Directed by Joe Wright.
Released April 2009
Do homeless people scare you? Do schizophrenics unsettle you?
Jamie Foxx is endearing and unsettling to watch as Nathaniel Ayers, a homeless man with a tremendous gift for music, a love for Ludwig van Beethoven and a mind that always keeps people guessing what he’ll do or say next. Robert Downey Jr. plays Los Angeles Times newspaper columnist Steve Lopez, who discovers Ayers playing a two-string violin and is moved to do something to help him. Like most of us, he wants this to be something that doesn’t require too much of a sacrifice on his part, such as passing along a cello a reader has donated to Ayers. As often happens, life is a little messier than Lopez would like it to be.
What the movie shows well is that Ayers isn’t the only one who’s alienated.

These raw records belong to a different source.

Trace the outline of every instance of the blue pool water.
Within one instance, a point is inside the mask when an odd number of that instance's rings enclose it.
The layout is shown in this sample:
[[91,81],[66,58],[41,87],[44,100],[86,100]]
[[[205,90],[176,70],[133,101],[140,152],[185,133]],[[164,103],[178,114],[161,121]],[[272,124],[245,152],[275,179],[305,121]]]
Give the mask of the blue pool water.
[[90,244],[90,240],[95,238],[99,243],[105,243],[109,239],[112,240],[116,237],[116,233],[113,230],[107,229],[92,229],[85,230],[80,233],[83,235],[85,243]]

So is Lopez (divorced and complaining of a college-age son who never calls him.) We watch not only as Lopez learns about the overwhelming problem of homelessness, but also as he comes to see Ayers as a human being and a friend.
A key moment in the film shows Lopez trying to figure out what it is that Ayers receives as he gets lost in the beauty of music, something he wishes he too could experience. His ex-wife tells him, “It’s called grace.” Grace involves obtaining a gift we don’t deserve. In a world so broken, grace is pretty amazing.